Por Eugenia Erreguerena
Soy Eugenia, tengo 38 años, soltera y sin hijos. Viajera, cervecera y amante. Feminista. Gorda. Propietaria endeudada, sin sucesión y con testamento. Un lujito, diría mi escribano, porque a fines de celeridad de papeles rozo lo maravilloso. Si uno debiera definirse por su profesión, diría que soy historiadora, no porque haya presentado mi tesis de grado su momento, sino porque siempre tuve la sensibilidad de pensar en las distintas categorías del tiempo. Pasado, presente, futuro. Diacronía, sincronía. Etapas, periodos, ciclos. Líneas de tiempo, círculos viciosos.
38 no son pocos años. Cotidianamente, y por mi semblante fresco y actitud risueña, me dicen “vos sos joven”, cuestión que les retruco con artrosis y años de aporte. No quiero ser joven. Casi que me iría caminando renga como estoy hacia la madurez, hacia la menopausia, un poco para acallar el ruido del reloj biológico, y otro poco para salir del radar del deseo y de los mandatos. Caminando renga a un lugar donde no importe si me faltan óvulos o me sobran kilos. Dicen que en esa etapa uno es mas impune para hablar, y todo pesa menos. Lala en un podcast nos prometió que todo se pone mejor, y bueno, como a ella es a la única santa que le rezo, yo le creo.
Ahora, hay que ser sincera. Veo la vida de las mujeres que me rodean dictada por una cronología que, si bien puedo diagramar, decodificar y a veces, muchas veces acompañar, soy incapaz de hacer propia. “De chiquilín te miraba de afuera, como esas cosas que nunca se alcanzan” cantaban en Cafetín de Buenos aires y yo les podría hacer los coros. No porque particularmente desee ir y venir con infancias a instituciones, cumpleañitos y clubes. Convivir. Siempre me desespero pensar que cuidar era mi responsabilidad y criar mi proyecto. Tampoco porque me quiera poner los mil vestidos blancos de esos rituales, ceremonias mínimas (o máximas, según el nivel de presupuesto) que festejan como las buenas mujeres se brindan a la construcción de la familia nuclear, anclada en el pasado, necesaria para el futuro, y dependiente del amor romántico. No. Yo siempre fui más sola, más mala, más del leopardo y del poliamor (antes gorda puta, ahora poliamorosa, que maravilla los neologismos).

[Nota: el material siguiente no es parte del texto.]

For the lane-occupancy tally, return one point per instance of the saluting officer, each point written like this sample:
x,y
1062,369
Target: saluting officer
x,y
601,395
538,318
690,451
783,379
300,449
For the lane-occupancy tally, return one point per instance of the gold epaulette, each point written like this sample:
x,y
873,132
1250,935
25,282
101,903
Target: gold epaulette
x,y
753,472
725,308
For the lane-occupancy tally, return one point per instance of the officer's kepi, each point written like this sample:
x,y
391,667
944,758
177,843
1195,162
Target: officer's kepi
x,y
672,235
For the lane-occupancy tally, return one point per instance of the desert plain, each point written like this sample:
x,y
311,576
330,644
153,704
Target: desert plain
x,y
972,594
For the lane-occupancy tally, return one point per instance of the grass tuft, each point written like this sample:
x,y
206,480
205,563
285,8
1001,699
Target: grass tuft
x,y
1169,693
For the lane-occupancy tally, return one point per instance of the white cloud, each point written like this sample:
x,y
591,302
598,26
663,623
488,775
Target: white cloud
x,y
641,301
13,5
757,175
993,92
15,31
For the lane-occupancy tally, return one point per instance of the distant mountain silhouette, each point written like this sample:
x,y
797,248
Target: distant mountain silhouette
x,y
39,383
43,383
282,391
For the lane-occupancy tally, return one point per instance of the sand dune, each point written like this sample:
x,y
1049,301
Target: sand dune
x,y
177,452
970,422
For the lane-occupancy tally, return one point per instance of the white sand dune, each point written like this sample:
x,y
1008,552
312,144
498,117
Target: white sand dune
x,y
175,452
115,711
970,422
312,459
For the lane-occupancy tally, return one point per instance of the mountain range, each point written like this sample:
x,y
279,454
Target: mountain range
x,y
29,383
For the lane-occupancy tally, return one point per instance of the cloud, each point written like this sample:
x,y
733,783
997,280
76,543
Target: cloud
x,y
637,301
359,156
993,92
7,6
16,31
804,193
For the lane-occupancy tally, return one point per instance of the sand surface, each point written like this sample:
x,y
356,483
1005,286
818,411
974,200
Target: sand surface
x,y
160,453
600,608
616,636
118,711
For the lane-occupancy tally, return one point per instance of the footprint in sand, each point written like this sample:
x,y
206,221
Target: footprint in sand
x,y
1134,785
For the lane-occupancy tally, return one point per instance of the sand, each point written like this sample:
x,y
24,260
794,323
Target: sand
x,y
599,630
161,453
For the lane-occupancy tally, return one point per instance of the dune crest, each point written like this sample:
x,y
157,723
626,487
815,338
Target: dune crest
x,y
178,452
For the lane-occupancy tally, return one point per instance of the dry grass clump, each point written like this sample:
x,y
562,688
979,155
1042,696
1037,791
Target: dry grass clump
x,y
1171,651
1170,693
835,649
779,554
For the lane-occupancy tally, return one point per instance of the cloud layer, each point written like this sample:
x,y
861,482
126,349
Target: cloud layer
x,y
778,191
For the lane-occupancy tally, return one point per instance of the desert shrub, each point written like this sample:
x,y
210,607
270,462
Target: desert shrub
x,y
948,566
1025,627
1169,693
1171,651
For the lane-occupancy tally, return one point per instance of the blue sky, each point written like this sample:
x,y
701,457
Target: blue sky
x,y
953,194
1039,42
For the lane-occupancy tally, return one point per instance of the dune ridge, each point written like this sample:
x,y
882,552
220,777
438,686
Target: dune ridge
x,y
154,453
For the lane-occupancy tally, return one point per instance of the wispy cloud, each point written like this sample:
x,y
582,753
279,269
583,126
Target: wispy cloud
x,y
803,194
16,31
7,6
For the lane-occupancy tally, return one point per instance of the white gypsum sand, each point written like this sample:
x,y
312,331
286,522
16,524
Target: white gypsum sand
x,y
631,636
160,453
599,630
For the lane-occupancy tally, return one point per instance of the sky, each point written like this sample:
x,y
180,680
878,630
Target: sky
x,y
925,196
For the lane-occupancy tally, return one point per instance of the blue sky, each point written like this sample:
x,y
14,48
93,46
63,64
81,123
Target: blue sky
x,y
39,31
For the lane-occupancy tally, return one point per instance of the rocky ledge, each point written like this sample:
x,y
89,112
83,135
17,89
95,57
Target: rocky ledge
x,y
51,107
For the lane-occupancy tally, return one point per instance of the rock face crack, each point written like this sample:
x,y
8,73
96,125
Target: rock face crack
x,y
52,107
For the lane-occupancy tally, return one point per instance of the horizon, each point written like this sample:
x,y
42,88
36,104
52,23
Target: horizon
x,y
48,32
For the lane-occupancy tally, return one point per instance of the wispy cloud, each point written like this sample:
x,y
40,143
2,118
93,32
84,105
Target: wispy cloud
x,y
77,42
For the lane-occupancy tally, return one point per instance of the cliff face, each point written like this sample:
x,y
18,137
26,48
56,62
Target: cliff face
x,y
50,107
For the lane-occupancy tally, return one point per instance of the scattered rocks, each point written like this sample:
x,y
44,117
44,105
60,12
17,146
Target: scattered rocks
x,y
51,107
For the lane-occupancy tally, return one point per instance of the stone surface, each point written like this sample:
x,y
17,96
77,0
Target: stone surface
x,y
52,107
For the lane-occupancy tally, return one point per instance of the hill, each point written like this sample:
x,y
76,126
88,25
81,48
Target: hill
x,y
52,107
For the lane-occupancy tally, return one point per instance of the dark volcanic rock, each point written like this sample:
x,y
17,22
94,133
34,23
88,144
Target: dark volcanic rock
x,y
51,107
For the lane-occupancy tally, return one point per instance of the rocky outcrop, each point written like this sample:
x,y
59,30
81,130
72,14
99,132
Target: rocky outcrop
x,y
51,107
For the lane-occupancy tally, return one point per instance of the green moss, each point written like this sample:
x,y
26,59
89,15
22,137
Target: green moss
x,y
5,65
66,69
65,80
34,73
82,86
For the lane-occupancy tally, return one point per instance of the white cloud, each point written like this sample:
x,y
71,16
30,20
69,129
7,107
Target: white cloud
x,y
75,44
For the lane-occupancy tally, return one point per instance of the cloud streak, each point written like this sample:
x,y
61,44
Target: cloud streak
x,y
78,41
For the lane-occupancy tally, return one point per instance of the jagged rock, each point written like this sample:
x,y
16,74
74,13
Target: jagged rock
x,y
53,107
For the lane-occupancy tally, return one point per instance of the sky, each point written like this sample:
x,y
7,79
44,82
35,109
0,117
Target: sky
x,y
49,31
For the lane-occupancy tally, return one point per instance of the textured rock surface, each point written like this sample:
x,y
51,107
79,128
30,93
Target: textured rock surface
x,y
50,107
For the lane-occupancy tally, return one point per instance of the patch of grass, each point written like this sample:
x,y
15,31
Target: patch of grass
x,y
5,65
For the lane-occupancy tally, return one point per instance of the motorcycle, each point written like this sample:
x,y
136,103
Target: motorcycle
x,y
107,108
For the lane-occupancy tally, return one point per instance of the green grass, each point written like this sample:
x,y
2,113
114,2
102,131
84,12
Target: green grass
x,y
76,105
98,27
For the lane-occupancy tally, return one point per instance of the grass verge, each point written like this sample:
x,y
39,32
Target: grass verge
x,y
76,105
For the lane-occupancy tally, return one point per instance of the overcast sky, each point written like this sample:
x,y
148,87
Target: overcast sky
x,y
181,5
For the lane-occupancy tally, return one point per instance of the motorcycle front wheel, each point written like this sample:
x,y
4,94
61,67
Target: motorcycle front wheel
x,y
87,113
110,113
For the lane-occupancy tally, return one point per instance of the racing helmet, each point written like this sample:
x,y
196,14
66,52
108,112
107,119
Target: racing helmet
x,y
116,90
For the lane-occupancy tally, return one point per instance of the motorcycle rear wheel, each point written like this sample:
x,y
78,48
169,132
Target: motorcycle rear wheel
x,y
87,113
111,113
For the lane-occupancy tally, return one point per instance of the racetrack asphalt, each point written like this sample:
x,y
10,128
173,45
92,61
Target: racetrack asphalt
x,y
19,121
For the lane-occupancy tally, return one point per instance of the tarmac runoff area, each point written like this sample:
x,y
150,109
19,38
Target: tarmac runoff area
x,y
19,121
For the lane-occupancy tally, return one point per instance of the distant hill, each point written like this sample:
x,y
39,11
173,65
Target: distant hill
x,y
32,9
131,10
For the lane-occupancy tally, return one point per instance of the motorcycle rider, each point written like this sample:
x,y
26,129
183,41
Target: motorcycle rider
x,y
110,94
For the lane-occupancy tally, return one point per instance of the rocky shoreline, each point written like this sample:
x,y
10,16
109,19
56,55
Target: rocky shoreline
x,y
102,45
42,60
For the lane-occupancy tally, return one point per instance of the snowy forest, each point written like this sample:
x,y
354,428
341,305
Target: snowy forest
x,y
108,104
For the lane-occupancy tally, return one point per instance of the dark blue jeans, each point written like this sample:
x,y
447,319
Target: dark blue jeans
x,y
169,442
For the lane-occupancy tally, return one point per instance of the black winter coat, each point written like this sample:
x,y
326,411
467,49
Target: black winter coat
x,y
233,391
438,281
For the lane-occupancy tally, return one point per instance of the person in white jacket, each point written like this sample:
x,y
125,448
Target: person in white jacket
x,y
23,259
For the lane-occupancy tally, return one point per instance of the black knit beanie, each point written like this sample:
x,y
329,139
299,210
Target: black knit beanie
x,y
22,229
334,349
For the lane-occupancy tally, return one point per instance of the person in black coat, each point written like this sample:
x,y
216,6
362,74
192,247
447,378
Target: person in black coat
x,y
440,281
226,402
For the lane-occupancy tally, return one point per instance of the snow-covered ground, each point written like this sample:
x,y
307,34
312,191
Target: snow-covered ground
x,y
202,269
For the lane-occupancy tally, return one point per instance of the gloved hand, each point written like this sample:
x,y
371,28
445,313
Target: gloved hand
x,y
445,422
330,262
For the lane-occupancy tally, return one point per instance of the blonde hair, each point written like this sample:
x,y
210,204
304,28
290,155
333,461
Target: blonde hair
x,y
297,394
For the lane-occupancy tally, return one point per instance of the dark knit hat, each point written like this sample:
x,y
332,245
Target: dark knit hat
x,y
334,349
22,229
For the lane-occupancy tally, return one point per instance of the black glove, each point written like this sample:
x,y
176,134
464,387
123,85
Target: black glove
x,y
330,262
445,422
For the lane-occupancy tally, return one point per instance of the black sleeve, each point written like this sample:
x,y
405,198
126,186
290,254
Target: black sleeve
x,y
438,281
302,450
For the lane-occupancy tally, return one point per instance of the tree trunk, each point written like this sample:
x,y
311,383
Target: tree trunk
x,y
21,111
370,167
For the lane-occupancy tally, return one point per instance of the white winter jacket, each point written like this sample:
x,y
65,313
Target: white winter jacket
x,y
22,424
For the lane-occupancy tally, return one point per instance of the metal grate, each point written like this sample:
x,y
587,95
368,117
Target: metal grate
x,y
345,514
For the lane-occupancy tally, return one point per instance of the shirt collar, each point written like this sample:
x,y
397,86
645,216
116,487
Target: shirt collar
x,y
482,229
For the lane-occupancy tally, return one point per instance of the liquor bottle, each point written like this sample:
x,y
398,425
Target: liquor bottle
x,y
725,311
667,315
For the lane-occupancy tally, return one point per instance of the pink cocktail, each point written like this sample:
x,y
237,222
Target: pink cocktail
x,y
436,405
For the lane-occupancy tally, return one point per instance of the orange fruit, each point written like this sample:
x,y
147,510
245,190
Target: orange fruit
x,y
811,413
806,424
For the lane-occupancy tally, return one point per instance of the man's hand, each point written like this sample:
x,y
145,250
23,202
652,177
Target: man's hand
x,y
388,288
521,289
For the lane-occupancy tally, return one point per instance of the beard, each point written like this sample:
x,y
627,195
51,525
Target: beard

Mi coro, cuan sirena, es el deseo de saber que hacer, saber que viene después. El deseo del status que da pertenecer a ese mundo con tantas certidumbres. Noviazgo, casamiento, divorcio. Jardín, primaria, secundaria. Nacer, crecer, reproducirse, morir. Estrellarme contra las piedras
Desde MQNFT me invitaron a escribir sobre la vida de las mujeres sin hijos y salió esto. ¿Soy una infeliz? no creo. Elegir no maternar es residir en la incertidumbre. Es no saber que viene después. Es aprender a decidir y a hacerse cargo de eso. Es habitar la amorosidad en donde uno elige, y con quien quiere, por más que no haya vínculos de fidelidad o de genética. Es cultivar la amistad, a veces como una flor delicada o a veces como un jardín. Es ponerse al hombro un proyecto personal, con casi o ningún modelo exitoso. Es un desafío a explorar el deseo y la potencia, sin más promesa que la soledad. O la propia compañía. A mí la soledad con un sanguchito y cerveza me gusta, no sé a Uds.